Over the past two months, the business aviation community has mobilized in response to devastating storms impacting Florida, Texas, and Puerto Rico. They were aided by a resource established by NBAA to connect relief organizations to operators and personnel able to help at a moment’s notice.
NBAA’s Humanitarian Emergency Response Operator (HERO) database is a list of people in the business aviation community who are part of disaster-response mobilization efforts. In the aftermath of major crises, basic information from the database is made available to organizations coordinating relief efforts.
In the days prior to Hurricane Harvey making landfall along the Texas Gulf Coast, dozens of business aviation pilots had already volunteered to transport specialists and supplies into disaster-stricken areas. Two Texas aircraft brokers – Janine Iannarelli, president of Par Avion Ltd. and Robin Eissler, COO of jetAVIVA – worked together to get needed supplies to victims in the Corpus Christi and Houston regions.
To assist with these and other relief efforts, Conroe-North Houston Regional Airport (CXO) made a hangar available as a distribution center for general aviation aircraft to drop off supplies for delivery to storm victims, while Dassault Aviation called upon one of its Falcon 900 large-cabin business jets to transport badly-needed supplies for a Texas community ravaged by the storm.

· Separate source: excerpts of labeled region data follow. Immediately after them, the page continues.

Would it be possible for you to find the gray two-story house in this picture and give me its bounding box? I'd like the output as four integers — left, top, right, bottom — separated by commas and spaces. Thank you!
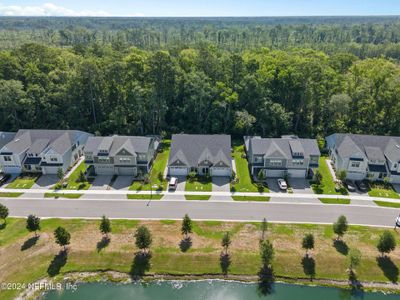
326, 133, 400, 183
85, 135, 158, 177
245, 136, 321, 178
0, 129, 91, 174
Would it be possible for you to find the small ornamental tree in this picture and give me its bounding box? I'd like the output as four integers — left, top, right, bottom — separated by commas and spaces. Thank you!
181, 214, 192, 238
333, 215, 349, 239
376, 230, 396, 256
0, 203, 8, 223
100, 216, 111, 237
26, 215, 40, 236
301, 233, 314, 257
221, 232, 232, 254
54, 227, 71, 250
260, 240, 275, 267
135, 225, 153, 253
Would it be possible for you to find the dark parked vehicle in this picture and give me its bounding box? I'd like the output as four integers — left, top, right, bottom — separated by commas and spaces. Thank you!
346, 180, 357, 192
0, 174, 11, 186
356, 181, 368, 192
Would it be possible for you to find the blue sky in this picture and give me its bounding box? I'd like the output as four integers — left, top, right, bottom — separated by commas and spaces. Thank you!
0, 0, 400, 17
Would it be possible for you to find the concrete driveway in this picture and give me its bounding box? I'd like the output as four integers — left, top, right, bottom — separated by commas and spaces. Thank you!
288, 178, 313, 194
212, 176, 231, 192
32, 175, 59, 189
89, 175, 112, 190
112, 176, 133, 190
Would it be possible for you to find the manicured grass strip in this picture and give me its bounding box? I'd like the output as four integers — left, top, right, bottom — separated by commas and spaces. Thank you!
0, 193, 23, 198
318, 198, 350, 204
231, 145, 260, 193
126, 194, 164, 200
6, 175, 40, 189
232, 196, 271, 202
374, 201, 400, 208
185, 195, 211, 200
44, 193, 82, 199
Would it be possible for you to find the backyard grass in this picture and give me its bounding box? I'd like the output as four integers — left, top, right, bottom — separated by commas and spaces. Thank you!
0, 219, 400, 300
311, 157, 348, 195
129, 140, 171, 191
44, 193, 82, 199
60, 162, 91, 190
0, 192, 23, 198
232, 196, 270, 202
318, 198, 350, 204
185, 176, 212, 192
126, 194, 164, 200
231, 145, 260, 193
6, 175, 40, 189
185, 195, 211, 201
368, 183, 400, 199
374, 201, 400, 208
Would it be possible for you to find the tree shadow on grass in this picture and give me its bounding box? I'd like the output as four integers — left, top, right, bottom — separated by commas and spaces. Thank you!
179, 237, 192, 252
21, 235, 39, 251
47, 250, 68, 277
96, 236, 111, 252
257, 266, 275, 296
219, 253, 231, 275
333, 240, 349, 255
301, 255, 315, 281
376, 256, 399, 283
130, 251, 151, 280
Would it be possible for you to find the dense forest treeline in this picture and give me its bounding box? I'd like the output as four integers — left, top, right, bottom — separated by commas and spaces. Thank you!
0, 16, 400, 60
0, 39, 400, 137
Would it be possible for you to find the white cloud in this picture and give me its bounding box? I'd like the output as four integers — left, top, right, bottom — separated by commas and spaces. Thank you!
0, 3, 142, 17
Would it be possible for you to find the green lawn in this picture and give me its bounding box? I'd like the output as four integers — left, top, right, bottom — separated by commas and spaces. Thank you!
185, 195, 211, 201
126, 194, 164, 200
6, 175, 40, 189
318, 198, 350, 204
59, 162, 91, 190
44, 193, 82, 199
374, 201, 400, 208
232, 196, 270, 202
185, 176, 212, 192
311, 157, 348, 195
129, 140, 171, 191
231, 145, 260, 193
368, 182, 400, 199
0, 192, 23, 198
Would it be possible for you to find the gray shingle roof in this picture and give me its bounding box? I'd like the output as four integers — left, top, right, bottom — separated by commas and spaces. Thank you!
85, 135, 153, 156
250, 138, 321, 159
168, 134, 232, 167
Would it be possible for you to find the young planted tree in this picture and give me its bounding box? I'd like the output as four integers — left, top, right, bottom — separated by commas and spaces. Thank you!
54, 227, 71, 250
181, 214, 192, 239
376, 230, 396, 256
221, 232, 232, 255
26, 215, 40, 236
100, 216, 111, 238
301, 233, 314, 257
0, 203, 8, 223
333, 215, 349, 240
135, 225, 153, 253
260, 240, 275, 267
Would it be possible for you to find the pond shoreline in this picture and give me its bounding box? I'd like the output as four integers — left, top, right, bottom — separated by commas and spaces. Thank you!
16, 271, 400, 300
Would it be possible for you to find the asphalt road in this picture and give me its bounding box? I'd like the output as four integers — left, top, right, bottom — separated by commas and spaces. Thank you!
0, 198, 400, 226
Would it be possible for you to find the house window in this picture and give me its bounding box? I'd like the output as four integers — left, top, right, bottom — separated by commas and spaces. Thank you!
269, 159, 282, 167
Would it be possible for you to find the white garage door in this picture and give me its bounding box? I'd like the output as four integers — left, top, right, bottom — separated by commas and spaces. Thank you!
118, 167, 136, 175
211, 168, 231, 176
288, 170, 306, 178
265, 170, 285, 178
169, 167, 188, 176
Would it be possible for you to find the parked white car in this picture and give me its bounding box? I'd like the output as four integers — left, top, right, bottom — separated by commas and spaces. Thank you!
278, 178, 287, 191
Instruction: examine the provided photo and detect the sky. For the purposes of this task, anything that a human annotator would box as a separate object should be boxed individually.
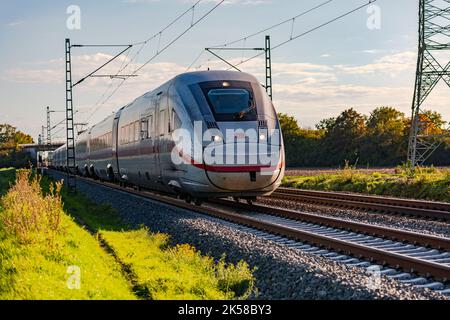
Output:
[0,0,450,140]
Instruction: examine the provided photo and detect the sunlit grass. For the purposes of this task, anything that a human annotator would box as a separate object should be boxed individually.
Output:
[0,170,254,300]
[100,228,254,300]
[0,172,135,300]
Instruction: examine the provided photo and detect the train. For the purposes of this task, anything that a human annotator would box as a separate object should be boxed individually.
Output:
[51,70,285,203]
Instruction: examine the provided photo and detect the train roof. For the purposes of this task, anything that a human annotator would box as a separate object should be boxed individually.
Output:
[173,70,258,85]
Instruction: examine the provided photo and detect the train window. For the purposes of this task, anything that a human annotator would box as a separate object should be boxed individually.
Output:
[127,123,134,143]
[133,121,141,141]
[159,110,166,136]
[141,118,148,140]
[208,89,253,114]
[148,116,153,138]
[199,81,257,121]
[170,110,181,132]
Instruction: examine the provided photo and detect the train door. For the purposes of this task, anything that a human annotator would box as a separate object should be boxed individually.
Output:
[157,94,168,182]
[111,111,120,179]
[139,112,155,185]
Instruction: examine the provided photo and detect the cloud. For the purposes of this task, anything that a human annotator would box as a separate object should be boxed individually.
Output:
[200,0,272,5]
[5,20,25,28]
[336,51,417,76]
[3,51,430,126]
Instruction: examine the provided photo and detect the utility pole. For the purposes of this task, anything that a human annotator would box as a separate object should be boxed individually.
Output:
[47,107,52,146]
[41,126,45,149]
[65,38,136,191]
[66,39,76,191]
[264,36,273,100]
[408,0,450,167]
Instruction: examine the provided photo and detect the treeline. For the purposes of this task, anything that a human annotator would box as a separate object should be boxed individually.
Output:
[279,107,450,167]
[0,124,33,168]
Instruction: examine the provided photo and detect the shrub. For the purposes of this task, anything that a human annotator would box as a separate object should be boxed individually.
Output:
[0,170,63,244]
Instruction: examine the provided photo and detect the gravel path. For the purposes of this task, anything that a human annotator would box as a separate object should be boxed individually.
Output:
[258,198,450,237]
[50,174,443,299]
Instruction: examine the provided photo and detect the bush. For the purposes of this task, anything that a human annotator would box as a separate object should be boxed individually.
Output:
[0,170,63,243]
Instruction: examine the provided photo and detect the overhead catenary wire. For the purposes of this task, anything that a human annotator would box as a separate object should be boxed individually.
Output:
[210,0,334,48]
[186,0,334,71]
[219,0,377,70]
[82,0,225,126]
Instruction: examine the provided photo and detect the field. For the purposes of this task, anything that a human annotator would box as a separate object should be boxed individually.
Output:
[283,167,450,202]
[0,169,254,300]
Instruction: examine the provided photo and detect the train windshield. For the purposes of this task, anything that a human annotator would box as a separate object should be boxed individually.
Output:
[201,82,257,121]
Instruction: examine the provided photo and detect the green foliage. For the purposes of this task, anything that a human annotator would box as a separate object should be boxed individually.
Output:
[100,228,254,300]
[0,172,136,300]
[279,107,450,167]
[0,124,33,168]
[283,165,450,202]
[0,170,63,243]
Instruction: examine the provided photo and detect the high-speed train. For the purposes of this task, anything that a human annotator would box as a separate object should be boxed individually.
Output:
[52,71,285,201]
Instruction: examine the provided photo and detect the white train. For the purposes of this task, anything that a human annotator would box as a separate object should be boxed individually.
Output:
[52,71,285,202]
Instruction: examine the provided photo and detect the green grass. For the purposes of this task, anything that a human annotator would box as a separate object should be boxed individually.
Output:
[100,228,253,300]
[0,170,254,300]
[283,167,450,202]
[0,168,16,196]
[0,172,136,300]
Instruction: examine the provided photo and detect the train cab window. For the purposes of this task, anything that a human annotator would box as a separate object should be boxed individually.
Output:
[199,81,257,121]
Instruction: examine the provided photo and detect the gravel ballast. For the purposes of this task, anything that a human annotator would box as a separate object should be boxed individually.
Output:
[50,172,444,299]
[258,197,450,237]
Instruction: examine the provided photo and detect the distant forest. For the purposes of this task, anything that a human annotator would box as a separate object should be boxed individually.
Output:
[0,124,33,168]
[279,107,450,167]
[0,107,450,168]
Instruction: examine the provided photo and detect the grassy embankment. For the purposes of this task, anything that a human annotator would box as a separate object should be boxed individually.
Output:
[0,170,254,299]
[283,167,450,202]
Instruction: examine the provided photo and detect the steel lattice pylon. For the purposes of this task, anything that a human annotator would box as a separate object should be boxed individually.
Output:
[408,0,450,166]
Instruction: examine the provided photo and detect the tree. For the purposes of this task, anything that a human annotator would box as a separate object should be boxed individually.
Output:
[362,107,409,165]
[319,108,366,164]
[278,113,300,139]
[0,124,33,167]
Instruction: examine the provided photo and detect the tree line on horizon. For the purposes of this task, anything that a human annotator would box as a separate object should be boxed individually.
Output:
[0,124,34,168]
[279,107,450,167]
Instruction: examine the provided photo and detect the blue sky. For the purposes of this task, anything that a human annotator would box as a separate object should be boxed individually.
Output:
[0,0,450,138]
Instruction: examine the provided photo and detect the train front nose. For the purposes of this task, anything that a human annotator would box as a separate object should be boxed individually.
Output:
[204,143,283,192]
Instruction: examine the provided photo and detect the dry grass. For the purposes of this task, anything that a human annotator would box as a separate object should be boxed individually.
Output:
[0,170,63,245]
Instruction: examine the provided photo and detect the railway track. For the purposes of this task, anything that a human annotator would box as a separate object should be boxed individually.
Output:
[269,188,450,221]
[48,171,450,294]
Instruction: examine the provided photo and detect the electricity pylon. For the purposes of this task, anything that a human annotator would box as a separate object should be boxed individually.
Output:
[408,0,450,167]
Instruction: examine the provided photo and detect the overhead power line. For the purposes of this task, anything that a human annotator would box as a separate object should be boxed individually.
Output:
[82,0,225,121]
[210,0,334,48]
[229,0,377,67]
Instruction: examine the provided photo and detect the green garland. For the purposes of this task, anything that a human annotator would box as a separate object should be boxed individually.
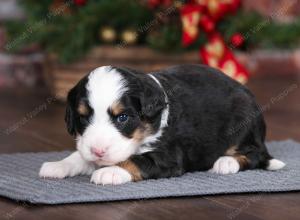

“We must be dedicated to helping each other wherever we can, because we have the perfect tool available to do so,” said Andrew Ponzoni, the company’s senior communications manager. “Business aviation allows us to get what is needed most, to exactly where it’s needed most.”
Even as Harvey subsided, there was no time to rest as the next powerful storm, Hurricane Irma, moved through the Caribbean and Florida. Efforts initially stood up in response to the earlier storm quickly transitioned to assisting victims in those areas, including Operation Airdrop, a volunteer group of GA pilots organized through social media to coordinate relief flights.
At this writing, these and other relief organizations within the aviation community are mobilizing to assist with recovery efforts following the devastation wrought by Hurricane Maria in Puerto Rico. In such times of crisis, business aviation has always rallied to help those in need, contributing to relief efforts in profound and meaningful ways.